The world has seen several global banking crises – the Great Depression of 1929, the Sub-Prime Lending Crisis of 2008, and the current downturn, that is as yet an unnamed infant.
The failure of a large bank, say in the US, affects several large banks across the world, setting off a chain reaction of failures. The global economy is so centralized and tightly interconnected that a big failure sends ripples across the world.
However, we have never had a global restaurant crisis – one where restaurant businesses across the world pull the economy into a downward spiral. Sure, an economic downturn does affect restaurant businesses across the world, but the restaurants themselves won’t cause it.
Why do we have global banking crises, but not global restaurant crises?
Since each restaurant operates independently of the others, the failure of a restaurant doesn’t affect other restaurants much. Each restaurant (or chain of restaurants) are decoupled from the others, and such a system is robust to failures. In fact, the failure of a restaurant often benefits other restaurants in the neighbourhood.
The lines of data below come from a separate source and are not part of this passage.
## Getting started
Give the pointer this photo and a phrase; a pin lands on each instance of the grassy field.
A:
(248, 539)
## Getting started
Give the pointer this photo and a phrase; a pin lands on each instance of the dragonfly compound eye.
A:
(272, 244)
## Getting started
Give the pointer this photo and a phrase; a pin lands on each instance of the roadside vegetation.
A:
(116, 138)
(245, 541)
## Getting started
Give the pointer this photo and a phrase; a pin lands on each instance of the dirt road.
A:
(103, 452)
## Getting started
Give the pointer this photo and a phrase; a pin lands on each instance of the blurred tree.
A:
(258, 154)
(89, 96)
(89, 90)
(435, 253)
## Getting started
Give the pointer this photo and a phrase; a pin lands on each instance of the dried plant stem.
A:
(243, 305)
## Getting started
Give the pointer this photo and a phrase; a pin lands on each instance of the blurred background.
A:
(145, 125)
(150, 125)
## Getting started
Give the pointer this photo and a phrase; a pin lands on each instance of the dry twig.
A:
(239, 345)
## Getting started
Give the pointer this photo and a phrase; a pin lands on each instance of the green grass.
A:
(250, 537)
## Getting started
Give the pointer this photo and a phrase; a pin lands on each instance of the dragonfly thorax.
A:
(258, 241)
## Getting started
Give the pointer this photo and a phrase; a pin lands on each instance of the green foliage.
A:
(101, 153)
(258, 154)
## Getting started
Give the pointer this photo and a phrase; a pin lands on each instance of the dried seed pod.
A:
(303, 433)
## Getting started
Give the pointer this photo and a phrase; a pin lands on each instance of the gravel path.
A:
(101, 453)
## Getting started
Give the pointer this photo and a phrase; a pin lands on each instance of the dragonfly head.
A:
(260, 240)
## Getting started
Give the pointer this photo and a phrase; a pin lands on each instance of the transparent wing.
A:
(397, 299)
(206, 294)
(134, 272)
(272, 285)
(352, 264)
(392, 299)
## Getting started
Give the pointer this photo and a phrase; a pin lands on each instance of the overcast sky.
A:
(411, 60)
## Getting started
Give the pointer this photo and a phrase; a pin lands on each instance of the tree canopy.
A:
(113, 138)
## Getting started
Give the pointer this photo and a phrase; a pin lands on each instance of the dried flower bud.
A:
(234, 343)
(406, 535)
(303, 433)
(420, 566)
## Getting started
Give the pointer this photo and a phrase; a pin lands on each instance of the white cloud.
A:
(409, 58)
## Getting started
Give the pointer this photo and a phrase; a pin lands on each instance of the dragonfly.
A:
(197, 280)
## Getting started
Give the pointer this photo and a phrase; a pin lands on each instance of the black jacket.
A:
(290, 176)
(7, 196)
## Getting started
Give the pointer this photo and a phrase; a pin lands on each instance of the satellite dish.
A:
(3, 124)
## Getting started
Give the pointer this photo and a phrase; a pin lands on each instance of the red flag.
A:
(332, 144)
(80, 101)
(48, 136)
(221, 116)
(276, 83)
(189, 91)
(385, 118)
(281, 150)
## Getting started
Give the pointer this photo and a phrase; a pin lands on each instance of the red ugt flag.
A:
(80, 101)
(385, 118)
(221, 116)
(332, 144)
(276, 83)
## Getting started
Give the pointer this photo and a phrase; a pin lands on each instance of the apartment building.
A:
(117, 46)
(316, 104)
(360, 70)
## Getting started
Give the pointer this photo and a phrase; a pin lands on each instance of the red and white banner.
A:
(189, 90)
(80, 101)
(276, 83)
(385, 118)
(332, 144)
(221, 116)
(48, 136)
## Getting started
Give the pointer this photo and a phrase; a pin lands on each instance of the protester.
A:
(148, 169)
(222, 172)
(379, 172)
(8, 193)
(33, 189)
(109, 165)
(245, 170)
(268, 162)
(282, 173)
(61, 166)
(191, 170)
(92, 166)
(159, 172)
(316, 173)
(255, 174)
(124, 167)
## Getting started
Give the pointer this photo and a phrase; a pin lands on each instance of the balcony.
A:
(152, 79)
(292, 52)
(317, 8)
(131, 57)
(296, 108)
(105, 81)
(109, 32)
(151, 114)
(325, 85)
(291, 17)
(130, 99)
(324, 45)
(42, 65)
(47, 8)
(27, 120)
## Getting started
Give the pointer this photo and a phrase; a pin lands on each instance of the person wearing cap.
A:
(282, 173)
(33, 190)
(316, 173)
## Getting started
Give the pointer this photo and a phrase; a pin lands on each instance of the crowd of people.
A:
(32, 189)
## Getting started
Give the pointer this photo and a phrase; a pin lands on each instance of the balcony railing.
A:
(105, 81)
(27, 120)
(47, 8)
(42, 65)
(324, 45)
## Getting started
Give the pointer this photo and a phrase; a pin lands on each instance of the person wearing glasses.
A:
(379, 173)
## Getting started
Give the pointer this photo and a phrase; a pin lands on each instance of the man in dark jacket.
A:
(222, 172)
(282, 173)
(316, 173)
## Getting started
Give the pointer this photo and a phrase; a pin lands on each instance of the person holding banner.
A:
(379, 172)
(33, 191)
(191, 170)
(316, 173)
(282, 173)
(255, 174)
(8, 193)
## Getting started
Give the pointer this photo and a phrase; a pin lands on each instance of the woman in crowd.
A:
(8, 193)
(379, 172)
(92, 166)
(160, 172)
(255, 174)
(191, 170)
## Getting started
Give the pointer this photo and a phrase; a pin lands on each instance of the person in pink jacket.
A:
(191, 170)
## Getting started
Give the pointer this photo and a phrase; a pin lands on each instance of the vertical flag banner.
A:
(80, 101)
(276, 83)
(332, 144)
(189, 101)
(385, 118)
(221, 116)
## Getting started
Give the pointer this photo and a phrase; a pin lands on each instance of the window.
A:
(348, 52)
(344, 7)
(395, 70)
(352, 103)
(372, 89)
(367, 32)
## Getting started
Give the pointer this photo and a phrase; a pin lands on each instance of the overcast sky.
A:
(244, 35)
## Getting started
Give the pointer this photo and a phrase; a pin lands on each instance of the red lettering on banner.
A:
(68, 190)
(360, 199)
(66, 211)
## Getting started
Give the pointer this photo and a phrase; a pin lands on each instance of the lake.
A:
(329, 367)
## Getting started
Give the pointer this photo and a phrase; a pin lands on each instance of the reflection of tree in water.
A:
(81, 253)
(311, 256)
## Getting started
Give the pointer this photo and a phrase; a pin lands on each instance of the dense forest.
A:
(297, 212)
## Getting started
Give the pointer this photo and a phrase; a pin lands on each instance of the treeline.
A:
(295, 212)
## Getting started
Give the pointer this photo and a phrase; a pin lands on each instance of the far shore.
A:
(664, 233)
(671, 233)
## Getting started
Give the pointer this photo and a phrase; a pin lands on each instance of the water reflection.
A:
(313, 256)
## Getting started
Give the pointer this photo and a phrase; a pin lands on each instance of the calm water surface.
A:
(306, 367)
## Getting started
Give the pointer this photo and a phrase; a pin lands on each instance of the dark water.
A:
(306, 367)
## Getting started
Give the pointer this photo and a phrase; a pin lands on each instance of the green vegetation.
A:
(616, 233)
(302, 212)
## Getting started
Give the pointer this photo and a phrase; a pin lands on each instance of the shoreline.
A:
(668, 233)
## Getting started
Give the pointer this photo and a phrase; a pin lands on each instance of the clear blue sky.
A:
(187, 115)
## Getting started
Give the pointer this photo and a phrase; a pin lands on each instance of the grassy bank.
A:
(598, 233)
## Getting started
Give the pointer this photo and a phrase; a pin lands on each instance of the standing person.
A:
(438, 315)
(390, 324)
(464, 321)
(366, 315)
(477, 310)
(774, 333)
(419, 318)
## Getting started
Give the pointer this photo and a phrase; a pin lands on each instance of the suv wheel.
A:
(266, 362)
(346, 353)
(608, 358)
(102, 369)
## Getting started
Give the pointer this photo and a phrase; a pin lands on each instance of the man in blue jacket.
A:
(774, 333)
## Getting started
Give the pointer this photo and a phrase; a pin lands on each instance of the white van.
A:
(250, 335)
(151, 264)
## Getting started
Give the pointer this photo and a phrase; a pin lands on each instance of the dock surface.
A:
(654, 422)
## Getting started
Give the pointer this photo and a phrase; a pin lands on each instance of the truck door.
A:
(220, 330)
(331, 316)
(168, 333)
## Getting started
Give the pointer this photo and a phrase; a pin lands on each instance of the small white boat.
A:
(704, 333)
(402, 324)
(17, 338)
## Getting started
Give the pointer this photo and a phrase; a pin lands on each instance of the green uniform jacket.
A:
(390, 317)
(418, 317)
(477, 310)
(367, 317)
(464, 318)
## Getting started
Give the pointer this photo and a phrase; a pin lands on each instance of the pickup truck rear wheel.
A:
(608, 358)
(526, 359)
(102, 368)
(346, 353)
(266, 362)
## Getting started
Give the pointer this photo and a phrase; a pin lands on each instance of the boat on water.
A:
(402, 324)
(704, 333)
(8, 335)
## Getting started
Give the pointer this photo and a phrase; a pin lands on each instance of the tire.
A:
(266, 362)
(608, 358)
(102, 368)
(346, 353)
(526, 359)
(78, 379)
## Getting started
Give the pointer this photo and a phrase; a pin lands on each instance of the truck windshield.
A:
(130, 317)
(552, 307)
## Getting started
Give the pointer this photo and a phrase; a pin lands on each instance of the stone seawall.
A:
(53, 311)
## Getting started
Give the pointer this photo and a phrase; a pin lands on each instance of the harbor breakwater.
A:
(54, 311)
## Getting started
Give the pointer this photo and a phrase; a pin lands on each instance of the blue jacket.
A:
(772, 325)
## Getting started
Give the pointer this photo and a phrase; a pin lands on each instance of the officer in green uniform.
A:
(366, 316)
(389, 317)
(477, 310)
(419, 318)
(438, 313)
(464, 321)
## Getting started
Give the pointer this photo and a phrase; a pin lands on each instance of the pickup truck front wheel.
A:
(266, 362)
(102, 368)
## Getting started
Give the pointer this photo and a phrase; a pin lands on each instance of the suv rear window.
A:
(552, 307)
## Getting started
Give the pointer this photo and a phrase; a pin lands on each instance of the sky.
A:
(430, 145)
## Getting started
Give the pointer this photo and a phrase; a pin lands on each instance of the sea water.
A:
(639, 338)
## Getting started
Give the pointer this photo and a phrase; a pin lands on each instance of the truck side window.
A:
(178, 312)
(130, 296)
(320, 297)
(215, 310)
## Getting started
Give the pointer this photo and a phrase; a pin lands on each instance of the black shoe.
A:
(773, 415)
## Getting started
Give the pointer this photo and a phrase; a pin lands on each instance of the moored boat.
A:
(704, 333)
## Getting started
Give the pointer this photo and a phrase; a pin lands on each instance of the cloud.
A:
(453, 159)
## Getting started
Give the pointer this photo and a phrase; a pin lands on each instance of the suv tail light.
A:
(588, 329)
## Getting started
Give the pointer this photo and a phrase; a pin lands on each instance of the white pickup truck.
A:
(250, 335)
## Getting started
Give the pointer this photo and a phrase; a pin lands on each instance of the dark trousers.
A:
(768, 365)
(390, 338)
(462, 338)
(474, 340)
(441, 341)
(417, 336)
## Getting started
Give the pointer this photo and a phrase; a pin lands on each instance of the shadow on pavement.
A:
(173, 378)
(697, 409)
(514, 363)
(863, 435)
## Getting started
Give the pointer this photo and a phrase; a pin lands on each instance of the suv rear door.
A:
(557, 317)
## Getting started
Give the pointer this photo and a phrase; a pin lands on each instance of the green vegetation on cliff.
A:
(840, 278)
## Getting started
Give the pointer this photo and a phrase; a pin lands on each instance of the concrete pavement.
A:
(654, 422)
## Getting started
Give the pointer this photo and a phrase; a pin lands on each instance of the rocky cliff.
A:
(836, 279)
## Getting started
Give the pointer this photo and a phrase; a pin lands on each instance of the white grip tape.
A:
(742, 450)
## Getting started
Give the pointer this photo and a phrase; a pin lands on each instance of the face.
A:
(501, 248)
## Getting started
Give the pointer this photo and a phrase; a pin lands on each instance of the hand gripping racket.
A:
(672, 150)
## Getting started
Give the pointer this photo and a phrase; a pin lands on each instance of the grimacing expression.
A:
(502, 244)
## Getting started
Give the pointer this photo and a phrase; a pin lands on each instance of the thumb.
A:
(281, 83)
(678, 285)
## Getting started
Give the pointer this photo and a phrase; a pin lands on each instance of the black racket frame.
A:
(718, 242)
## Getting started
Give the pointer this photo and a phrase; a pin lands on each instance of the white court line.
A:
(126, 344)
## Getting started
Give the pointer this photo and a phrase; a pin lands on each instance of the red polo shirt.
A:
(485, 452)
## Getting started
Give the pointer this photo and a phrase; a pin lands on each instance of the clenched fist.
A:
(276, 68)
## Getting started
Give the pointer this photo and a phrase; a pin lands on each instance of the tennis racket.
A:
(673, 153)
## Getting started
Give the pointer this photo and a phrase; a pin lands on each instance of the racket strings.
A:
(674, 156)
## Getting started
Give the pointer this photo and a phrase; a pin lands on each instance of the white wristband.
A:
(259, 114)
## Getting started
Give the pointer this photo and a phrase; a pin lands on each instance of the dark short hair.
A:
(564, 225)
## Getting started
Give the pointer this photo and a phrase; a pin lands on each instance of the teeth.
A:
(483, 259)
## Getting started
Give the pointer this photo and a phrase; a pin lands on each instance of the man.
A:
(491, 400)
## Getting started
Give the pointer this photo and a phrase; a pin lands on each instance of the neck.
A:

Further, the restuarant industry as a whole can learn from that failure and avoid the same mistakes. The failure of a restaurant doesn’t weaken the restaurant industry. Instead, such an event strengthens it.
Failing banks and restaurant teach us an important design principle. To create a robust system, you need the individual parts to fail separately. In the best designed systems, an individual failure strengthens the system as a whole.